Before this role, Panneer spent nearly five years at [24]7.ai as a Senior Software Engineer, contributing significantly to the company’s Conversational AI platform. He led the development of solutions integrating OpenAI and other Generative AI technologies into conversational bots, engineered Voice Biometrics APIs using Microsoft Speaker Recognition and Azure Cognitive Services, and played a key role in migrating missioncritical systems to Google Cloud Platform. He collaborated closely with Product Management and UX teams to build industry-leading platforms for designing intelligent conversation flows.

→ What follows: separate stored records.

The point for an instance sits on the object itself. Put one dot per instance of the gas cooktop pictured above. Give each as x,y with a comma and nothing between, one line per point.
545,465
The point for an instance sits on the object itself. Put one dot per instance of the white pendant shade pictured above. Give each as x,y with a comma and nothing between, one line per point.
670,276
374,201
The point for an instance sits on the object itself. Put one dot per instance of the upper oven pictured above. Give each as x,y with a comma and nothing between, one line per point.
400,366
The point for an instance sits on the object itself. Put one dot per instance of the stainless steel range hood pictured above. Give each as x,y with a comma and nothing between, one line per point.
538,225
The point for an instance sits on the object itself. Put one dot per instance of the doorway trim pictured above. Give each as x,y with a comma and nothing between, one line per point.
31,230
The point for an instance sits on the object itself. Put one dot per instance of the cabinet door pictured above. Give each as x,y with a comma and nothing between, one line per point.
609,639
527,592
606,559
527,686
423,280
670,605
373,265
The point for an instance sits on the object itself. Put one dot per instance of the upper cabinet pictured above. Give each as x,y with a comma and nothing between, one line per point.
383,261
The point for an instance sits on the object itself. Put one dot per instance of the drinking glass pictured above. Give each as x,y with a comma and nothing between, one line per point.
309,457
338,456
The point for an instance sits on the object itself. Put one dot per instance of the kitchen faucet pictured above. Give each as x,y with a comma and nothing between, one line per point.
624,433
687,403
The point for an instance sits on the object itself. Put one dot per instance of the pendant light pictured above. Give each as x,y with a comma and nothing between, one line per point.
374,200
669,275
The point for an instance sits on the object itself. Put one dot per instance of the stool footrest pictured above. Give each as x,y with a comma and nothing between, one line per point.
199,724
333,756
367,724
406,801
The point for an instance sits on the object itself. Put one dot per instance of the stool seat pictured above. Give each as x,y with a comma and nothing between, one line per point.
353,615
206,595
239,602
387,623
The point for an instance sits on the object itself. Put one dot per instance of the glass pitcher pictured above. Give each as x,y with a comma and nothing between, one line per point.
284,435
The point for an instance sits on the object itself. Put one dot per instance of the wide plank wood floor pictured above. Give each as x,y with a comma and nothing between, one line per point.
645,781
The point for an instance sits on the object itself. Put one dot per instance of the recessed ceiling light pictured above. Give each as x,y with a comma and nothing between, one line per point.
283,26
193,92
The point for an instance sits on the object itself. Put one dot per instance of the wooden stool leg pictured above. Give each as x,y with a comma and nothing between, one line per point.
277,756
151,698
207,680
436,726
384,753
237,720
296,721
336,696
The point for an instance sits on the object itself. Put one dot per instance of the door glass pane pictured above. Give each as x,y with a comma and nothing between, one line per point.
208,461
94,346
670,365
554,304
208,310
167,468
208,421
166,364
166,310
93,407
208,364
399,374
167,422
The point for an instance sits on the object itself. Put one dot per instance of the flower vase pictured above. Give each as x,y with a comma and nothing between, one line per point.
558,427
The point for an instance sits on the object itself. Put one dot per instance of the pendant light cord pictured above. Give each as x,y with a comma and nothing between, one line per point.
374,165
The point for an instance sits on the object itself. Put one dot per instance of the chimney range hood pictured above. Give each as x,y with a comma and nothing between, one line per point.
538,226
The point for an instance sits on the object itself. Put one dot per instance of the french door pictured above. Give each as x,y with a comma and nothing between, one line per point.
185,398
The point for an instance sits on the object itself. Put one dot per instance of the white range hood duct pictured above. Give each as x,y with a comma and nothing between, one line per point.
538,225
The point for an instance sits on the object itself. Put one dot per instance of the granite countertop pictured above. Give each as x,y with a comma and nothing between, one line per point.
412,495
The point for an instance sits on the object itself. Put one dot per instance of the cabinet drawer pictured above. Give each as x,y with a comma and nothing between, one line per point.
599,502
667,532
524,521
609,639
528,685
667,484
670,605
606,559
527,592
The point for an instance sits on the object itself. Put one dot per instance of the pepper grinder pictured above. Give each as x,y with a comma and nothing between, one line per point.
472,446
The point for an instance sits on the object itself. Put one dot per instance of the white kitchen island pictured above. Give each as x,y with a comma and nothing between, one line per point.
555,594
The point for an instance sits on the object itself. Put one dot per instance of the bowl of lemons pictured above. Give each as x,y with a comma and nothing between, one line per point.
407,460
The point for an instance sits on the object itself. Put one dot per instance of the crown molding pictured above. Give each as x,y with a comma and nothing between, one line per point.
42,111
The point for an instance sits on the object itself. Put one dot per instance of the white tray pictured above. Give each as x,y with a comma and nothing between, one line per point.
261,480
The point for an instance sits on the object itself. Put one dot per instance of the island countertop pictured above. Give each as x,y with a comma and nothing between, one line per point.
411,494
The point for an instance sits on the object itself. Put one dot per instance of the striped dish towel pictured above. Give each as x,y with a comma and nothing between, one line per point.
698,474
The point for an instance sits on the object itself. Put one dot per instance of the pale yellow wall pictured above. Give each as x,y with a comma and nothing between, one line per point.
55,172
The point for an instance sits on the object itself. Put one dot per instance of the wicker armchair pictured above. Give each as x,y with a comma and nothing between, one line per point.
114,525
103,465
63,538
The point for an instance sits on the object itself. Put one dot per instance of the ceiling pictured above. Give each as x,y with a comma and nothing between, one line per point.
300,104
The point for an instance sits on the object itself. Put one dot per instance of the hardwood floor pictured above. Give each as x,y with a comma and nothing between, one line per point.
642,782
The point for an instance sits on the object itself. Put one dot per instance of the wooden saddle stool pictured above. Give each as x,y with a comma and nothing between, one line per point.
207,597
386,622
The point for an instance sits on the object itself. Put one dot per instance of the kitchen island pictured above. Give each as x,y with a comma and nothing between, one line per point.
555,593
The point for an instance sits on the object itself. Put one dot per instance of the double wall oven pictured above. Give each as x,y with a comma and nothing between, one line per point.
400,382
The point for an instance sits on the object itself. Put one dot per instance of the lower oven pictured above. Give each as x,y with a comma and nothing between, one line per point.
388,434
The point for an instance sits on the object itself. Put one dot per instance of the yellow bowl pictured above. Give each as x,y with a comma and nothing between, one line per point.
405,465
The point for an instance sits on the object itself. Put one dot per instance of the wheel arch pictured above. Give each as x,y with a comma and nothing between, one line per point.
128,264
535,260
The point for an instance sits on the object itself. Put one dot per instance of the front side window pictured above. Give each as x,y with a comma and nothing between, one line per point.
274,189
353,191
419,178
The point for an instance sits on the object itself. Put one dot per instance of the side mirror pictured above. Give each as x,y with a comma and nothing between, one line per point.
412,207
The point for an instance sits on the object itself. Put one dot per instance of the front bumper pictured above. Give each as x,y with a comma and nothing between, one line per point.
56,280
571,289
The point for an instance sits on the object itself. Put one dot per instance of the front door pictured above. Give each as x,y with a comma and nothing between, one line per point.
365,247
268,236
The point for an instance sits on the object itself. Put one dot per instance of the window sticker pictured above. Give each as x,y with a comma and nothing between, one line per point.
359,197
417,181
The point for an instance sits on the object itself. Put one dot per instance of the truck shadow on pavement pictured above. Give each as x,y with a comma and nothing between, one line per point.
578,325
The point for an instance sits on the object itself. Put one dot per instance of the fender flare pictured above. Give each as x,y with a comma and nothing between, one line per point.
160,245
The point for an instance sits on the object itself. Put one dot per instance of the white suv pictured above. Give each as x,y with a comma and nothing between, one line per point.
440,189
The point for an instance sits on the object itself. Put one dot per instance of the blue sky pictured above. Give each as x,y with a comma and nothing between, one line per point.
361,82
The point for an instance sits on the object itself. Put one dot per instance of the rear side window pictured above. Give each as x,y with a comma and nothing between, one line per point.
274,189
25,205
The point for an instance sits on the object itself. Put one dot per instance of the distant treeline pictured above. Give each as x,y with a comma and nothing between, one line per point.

Earlier, Panneer worked at Tata Consultancy Services (2015–2020), exclusively supporting Apple Inc. on multiple strategic engineering initiatives. His contributions included developing content authoring and delivery platforms, scalable content distribution systems, web services, authentication frameworks, analytics dashboards, and major platform modernization e]orts. He began his career at Cognizant Technology Solutions, where he worked on CRM and contact center applications for Anthem Inc.

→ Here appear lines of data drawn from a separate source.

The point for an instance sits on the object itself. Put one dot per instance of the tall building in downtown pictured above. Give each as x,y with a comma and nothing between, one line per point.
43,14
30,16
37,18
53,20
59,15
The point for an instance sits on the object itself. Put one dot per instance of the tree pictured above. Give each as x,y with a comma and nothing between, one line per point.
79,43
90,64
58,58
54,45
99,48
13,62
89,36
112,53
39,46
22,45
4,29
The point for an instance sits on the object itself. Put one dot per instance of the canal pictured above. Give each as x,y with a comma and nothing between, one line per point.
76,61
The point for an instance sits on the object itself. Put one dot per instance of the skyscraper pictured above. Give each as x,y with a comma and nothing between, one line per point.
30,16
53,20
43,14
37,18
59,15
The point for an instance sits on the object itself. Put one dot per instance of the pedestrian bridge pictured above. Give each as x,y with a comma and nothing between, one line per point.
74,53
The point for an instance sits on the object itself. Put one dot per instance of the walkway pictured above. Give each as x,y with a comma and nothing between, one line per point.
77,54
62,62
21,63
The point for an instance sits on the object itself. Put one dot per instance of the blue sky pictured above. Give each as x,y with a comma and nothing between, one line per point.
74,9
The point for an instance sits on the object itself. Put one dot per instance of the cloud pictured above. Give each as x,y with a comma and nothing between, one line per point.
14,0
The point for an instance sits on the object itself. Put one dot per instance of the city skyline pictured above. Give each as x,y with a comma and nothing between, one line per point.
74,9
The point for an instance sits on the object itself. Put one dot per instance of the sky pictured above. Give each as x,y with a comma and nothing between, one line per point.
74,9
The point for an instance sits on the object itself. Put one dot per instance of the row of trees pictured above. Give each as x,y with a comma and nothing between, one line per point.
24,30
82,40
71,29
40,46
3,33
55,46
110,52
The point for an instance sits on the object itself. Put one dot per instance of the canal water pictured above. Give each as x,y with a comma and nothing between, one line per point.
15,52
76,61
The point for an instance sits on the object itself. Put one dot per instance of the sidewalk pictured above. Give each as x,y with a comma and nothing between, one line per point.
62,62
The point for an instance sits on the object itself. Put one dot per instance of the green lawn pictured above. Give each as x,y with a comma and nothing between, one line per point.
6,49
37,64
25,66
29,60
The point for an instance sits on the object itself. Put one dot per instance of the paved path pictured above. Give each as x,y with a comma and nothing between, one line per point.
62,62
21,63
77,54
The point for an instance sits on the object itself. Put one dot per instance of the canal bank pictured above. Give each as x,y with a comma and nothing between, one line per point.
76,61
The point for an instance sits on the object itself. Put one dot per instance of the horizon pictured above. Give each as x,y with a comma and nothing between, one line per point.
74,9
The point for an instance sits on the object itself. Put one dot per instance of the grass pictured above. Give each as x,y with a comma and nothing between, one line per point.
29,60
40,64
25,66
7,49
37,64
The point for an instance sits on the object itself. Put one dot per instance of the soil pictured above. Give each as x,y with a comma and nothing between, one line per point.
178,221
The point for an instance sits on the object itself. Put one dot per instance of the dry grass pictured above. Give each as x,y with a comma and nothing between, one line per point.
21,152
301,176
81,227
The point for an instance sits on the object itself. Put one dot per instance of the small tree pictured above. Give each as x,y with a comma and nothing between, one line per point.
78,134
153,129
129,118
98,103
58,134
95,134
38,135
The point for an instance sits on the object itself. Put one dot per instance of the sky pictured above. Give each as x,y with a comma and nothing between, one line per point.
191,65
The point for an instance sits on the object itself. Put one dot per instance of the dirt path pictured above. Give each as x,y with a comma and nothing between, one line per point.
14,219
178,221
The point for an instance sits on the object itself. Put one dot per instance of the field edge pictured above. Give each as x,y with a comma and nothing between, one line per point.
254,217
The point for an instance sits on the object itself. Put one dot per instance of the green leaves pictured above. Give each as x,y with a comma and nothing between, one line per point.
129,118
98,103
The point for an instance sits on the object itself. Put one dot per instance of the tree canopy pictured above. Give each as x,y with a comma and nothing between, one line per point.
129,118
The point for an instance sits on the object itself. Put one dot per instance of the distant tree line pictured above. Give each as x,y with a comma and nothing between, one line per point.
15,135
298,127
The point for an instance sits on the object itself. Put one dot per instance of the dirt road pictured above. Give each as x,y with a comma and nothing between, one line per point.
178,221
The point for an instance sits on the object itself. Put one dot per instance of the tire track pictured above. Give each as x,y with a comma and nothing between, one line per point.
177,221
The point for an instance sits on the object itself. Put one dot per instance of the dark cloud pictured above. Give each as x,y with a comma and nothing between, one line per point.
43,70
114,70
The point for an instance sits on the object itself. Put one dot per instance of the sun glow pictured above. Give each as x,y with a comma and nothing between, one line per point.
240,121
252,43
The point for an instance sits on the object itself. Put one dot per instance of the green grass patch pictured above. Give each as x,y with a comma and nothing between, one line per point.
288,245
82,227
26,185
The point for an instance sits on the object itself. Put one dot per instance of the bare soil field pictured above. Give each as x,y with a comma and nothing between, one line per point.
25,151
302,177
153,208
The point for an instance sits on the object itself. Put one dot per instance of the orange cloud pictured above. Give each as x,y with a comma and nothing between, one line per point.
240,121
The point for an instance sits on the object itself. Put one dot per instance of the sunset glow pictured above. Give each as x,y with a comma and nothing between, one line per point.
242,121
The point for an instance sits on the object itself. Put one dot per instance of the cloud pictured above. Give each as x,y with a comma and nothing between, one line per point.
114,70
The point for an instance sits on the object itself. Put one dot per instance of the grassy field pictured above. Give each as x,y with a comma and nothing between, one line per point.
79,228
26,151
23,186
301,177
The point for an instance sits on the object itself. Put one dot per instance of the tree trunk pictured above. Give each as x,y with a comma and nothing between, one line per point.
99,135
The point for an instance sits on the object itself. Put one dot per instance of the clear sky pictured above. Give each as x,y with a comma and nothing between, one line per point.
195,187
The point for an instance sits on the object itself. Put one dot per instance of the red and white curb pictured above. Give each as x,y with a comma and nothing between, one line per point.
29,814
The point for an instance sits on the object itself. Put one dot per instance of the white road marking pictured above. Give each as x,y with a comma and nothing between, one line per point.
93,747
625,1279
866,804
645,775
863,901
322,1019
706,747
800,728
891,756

Panneer’s excellence has been recognized with prestigious international awards in 2025, including Noble Gold Awards in Artificial Intelligence and IT Innovation, as well as Titan Business and Innovation Gold Awards for AI Automation and Chatbot Technology. He is also an active researcher and published author, with peer-reviewed publications on Agentic AI, Conversational AI, and prompt engineering. He holds a Bachelor of Engineering in Electronics and Communication from Kongu Engineering College, Anna University.